The court, however, blocked FPS from either disposing or dealing with the property, ruling that he freely agreed to have the woman and her two children live in the house from 2000.
Justice Ann Omollo ruled that although the man bought the house, he could not be declared the sole owner. At the same time, the court declined to side with the woman that the property was matrimonial.
“Although it is not disputed that it is the plaintiff who paid for the purchase price, he acquiesced to the other three parties living on the suit property as their home from the time of purchase to date,” said Justice Omollo in her ruling.
“I make a finding that the plaintiff as the person who paid for the purchase price cannot be declared as the sole owner of the suit property having led the defendant by his actions to believe that the suit property was to be used jointly between them,” ruled Justice Omollo.

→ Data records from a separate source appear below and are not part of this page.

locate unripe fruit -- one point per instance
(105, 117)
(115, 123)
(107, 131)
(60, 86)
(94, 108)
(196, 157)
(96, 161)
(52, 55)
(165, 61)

During the hearing, the man and the woman accused each other of planning to sell the house. FPS told the court that he got wind that SKM was in the process of handing over the house and that she had issued him with a verbal notice to vacate.
The woman, on the other hand, claimed that the man had approached Diamond Trust Bank to sell the house.
The contested property was bought some time in 2000.
The man told the court that he met the woman in 2000 while holidaying in Kenya and subsequently developed an intimate relationship with her.
To avoid spending huge sums of money for accommodation in hotels during his trips to Kenya, FPS claimed that he requested the woman to search for a house to buy.
Court records indicate that both agreed to have the property’s title registered in the woman’s name. In her claim before the court, the woman claimed that the two were married the same year they bought the house.
She claimed that both fell out sometime in 2013 and the man suggested that they either sell the house or use it as a collateral. She objected to the proposal.
SKM urged the court to declare they both held an equal claim to the house as their matrimonial home. She also asked the court for an order to prevent the man from selling or transferring the property.
Justice Omollo settled the dispute by finding that there was a trustee relationship between the man, the woman, and the children.
“Similarly, the defendant (SKM) who is the registered owner of the suit property holds the property for her benefit and the benefit of the plaintiff (FPS) and their two children. The plaintiff cannot be relieved from the obligations bestowed by section 25(2) of the Land Registration Act,” she ruled.